The human beings of this world have always had the desire to relive the moments they experienced and see them exactly as they happened. This desire sent the imaginations of the world’s most innovative minds into overdrive as they tried to quench the deep yearning for something so fabulous.
One such talented mind was a scientist, astronomer, mathematician and philosopher, going by the name of Alhazen. He invented the camera obscura and pinhole camera. The pinhole camera consists of a light-proof box, some unrecorded film and a pinhole. A small hole is made in the aforementioned box, thus turning the whole set up into the pinhole camera. Alhazen’s camera works on a simple rule. Light from a scene or image on the film passes through the small hole and an inverted image then is projected on the opposite side of the box and the quality of the projection depends on the size of the pinhole. This creative invention is actually the same technique that’s used by major camera makers, such as Canon and Fujifilm, even in modern times.
40 years down the line a scientist named Edwin Land invented the Polaroid camera which could take a picture and print it in about one minute. The pictures produced by the camera would take about 10 minutes to develop at the best temperature of 21 degrees Celsius. Contrary to what many people thought, the Polaroid picture never needed to be shaken in order for it to develop faster. Shaking the image increased the chances of the image getting damaged, as it would cause blobs to appear on the photograph. In another 40 years, the disposable camera was introduced to the scene. This camera was developed by Fujifilm in 1986. From this moment onwards, the photography tools continued to evolve in a unique manner. Towards the late 20th century, cameras specific to the professionals were produced. In 1991 Kodak released its first professional digital camera system (DCS) which was great for photojournalists. The next biggest and possibly the final development of cameras we witness is the first phone that could take photos. The Japane Sharp’s J-SH04 was released in the year 2000 and was introduced as the world’s first camera phone. The J-SH04, or the ‘J Phone’, was a whopping 74g and had dimensions of 127 × 39 × 17 mm. It certainly does not constitute as a phone in these current times. This camera is probably heavier than the amateur ones available on the market.

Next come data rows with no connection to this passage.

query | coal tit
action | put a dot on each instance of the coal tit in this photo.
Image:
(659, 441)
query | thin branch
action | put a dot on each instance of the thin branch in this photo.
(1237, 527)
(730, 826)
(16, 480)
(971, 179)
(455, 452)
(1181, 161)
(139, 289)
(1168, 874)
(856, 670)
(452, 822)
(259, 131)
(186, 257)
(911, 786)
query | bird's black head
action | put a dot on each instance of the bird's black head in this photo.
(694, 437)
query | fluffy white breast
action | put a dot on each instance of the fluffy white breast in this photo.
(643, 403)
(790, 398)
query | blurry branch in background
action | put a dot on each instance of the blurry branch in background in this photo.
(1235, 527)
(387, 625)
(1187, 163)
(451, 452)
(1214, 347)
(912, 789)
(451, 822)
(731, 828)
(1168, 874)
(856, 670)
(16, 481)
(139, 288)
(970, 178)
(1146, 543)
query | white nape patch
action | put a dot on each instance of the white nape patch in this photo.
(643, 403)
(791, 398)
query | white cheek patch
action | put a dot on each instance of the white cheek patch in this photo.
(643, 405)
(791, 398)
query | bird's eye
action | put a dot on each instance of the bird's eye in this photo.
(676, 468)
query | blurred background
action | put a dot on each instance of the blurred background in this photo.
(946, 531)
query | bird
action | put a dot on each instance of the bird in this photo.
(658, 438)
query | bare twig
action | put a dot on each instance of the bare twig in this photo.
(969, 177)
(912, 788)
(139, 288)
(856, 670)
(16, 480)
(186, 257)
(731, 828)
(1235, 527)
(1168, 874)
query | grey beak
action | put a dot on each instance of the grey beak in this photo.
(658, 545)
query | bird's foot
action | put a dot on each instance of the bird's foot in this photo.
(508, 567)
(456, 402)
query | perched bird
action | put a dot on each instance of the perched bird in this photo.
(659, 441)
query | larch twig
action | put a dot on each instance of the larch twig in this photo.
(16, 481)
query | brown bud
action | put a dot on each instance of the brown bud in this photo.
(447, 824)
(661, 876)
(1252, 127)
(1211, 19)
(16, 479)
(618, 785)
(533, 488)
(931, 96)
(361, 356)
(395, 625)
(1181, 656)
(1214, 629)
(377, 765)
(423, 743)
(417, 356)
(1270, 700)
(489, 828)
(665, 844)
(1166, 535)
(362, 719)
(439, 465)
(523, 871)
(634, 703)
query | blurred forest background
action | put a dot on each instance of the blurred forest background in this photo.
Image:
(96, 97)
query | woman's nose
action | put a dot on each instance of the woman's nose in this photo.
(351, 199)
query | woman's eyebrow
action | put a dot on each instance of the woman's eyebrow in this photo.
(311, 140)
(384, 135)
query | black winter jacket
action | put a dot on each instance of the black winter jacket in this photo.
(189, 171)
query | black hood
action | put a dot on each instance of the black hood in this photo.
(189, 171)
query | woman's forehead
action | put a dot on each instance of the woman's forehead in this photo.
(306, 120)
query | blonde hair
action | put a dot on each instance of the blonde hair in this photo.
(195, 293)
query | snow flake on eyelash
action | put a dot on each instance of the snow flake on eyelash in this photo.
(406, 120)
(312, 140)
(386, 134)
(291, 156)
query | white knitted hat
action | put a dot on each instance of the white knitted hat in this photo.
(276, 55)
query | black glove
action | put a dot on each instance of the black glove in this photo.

The pictures taken on the J Phone were subpar and nothing at all to brag about. The small screen and the colour display resulted in the 2-megapixel pictures being dragged past the point of substandard. Nevertheless, the J Phone feeds the desires of the nation in a unique manner. It caused a domino effect for the world of smart phones, as well as camera ones. Now people can capture the heartfelt moments just as they happen, anytime anywhere.